One of my machines here is an Alphastation 500/333, which is giving some
unusual problems with a Micropolis fast/wide SCSI disk. I wonder if
anyone here might have any ideas as to a solution (other than "buy
approved Digital disks"!).
The scsi bus has these devices attached (taken from uerf for
convenience):
rz0 at scsi0 target 0 lun 0 (LID=0)
_(DEC RZ28D (C) DEC 0008) (Wide16)
rz2 at scsi0 target 2 lun 0 (LID=1)
_(MICROP 3391WS x43h) (Wide16)
tz3 at scsi0 target 3 lun 0 (LID=2)
_(ARCHIVE Python 28849-XXX 4.CM)
changer at scsi0 target 3 lun 1
_(LID=3) (ARCHIVE Python 28849-XXX 4.CM)
rz4 at scsi0 target 4 lun 0 (LID=4)
_(DEC RRD45 (C) DEC 1645)
And I am running Digital UNIX V4.0B (Rev. 564), firmware version 6.4-3.

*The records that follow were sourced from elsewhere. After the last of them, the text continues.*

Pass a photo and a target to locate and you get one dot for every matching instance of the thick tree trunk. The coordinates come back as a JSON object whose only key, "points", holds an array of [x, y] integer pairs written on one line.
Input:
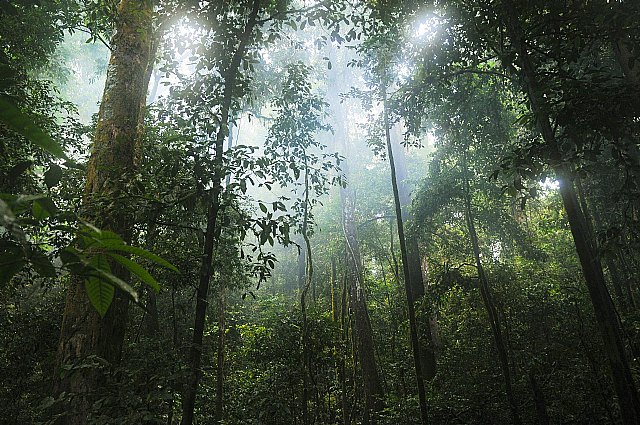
{"points": [[195, 358], [112, 166], [219, 409], [427, 353], [363, 335], [489, 304], [362, 325], [413, 327], [606, 318]]}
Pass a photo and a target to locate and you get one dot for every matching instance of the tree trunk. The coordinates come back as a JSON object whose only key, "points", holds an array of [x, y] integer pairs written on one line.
{"points": [[427, 354], [363, 335], [112, 166], [413, 327], [195, 358], [606, 318], [219, 410], [487, 298], [542, 416]]}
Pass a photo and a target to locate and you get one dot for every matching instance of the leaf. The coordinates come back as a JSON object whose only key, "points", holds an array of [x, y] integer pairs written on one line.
{"points": [[100, 294], [52, 176], [139, 252], [23, 124], [19, 168], [137, 269], [12, 260], [42, 264], [38, 212]]}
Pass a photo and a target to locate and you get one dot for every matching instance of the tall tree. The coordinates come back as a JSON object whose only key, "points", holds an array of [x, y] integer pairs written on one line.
{"points": [[604, 310], [110, 175]]}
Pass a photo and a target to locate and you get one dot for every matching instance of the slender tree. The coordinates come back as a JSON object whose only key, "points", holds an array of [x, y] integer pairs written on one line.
{"points": [[604, 310], [110, 173]]}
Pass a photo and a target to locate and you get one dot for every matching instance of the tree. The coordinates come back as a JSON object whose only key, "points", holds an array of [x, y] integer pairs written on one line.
{"points": [[110, 176]]}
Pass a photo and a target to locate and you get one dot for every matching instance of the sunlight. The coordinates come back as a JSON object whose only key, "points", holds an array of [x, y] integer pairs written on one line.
{"points": [[427, 28]]}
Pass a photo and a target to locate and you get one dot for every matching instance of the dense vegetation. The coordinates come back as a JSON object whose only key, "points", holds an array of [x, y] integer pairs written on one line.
{"points": [[319, 212]]}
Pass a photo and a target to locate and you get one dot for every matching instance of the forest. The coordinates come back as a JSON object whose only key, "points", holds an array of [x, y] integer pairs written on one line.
{"points": [[319, 212]]}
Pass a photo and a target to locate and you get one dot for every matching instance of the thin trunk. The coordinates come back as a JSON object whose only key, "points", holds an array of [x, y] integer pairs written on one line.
{"points": [[413, 327], [343, 358], [362, 334], [487, 298], [616, 279], [151, 322], [542, 415], [219, 409], [334, 295], [427, 354], [606, 318], [195, 358], [307, 278], [113, 163]]}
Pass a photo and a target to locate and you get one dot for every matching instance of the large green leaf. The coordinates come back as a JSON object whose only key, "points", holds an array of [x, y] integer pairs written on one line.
{"points": [[136, 269], [23, 124], [100, 294], [140, 253]]}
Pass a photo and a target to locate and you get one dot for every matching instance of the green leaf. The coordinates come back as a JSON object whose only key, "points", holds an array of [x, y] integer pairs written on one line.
{"points": [[19, 168], [52, 176], [100, 294], [23, 124], [137, 269], [38, 212], [116, 281], [42, 264], [12, 260], [140, 253]]}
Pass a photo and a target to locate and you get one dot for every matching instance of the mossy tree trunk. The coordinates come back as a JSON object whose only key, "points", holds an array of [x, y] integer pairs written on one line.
{"points": [[202, 293], [604, 309], [427, 352], [111, 170]]}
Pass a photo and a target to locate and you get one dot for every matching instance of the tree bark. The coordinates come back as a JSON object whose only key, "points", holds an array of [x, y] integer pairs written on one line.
{"points": [[112, 166], [363, 335], [427, 353], [195, 358], [606, 318]]}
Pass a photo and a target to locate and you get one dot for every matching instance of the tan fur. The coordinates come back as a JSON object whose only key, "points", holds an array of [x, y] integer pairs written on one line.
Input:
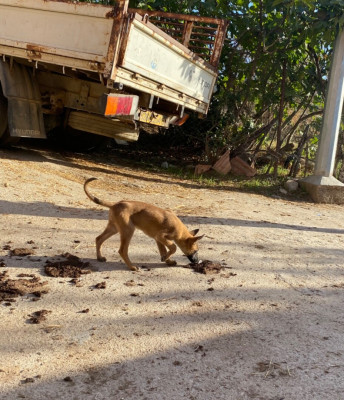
{"points": [[162, 225]]}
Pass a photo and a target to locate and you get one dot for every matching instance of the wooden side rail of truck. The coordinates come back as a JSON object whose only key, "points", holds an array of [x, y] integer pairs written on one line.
{"points": [[102, 69]]}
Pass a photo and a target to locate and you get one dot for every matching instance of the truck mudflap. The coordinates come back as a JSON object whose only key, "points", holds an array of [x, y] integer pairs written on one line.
{"points": [[25, 118]]}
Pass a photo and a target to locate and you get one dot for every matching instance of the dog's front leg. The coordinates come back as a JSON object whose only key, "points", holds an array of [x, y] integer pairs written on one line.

Most relevant-seeming patches from the duv40bas00005-19970926 kit are
installed.
The tape device is external and terminated, but same behaviour seen with
it absent. The RZ28 is the system disk.
What happens is, the machine will run normally for some amount of time
(3 hours... 5 days...) then I get a kernal panic and crash. From the
error log, there are many of these events:
EVENT CLASS ERROR EVENT
OS EVENT TYPE 199. CAM SCSI
SEQUENCE NUMBER 34.
OPERATING SYSTEM DEC OSF/1
OCCURRED/LOGGED ON Thu Nov 20 17:09:51 1997
OCCURRED ON SYSTEM mnhepw
SYSTEM ID x0005000F
SYSTYPE x00000000
----- UNIT INFORMATION -----
CLASS x0000 DISK
SUBSYSTEM x0000 DISK
BUS # x0000
x0010 LUN x0
TARGET x2
And the crash dump says (hope I'm picking out the important part here):
Hard Error Detected
MICROP 3391WS ^X3391WS
Active CCB at time of error
Command timed out
cam_logger: CAM_ERROR packet
cam_logger: bus 0 target 2 lun 0
cdisk_complete
Retries Exhausted
Hard Error Detected
MICROP 3391WS ^X3391WS
Active CCB at time of error
Command timed out
AdvFS I/O error:
Volume: /dev/rz2g
Tag: 0xfffffff7.0000
Page: 450
Block: 7614528
Block count: 32
Type of operation: Write
Error: 5
OK, this clearly points at the Micropolis disk as the culprit, but I
don't suspect a hardware fault in the disk, as the same behaviour was
also seen with a different Micropolis disk (3243WS; a 4G disk instead of
9G). Also similar behaviour: after the crash, "show devices" at the
console doesn't list the Micropolis disk, which doesn't return until a
power-cycle.
Dropping in a (non-wide) Seagate disk instead of a Micropolis,
everything works ok.
I think that probably tells the whole story - but is there likely to be
any solution, or is this just a bad hardware mismatch?
Thanks very much for any insight/hints/answers,
Graham Allan
University of Minnesota
Received on Fri Nov 21 1997 - 01:41:52 NZDT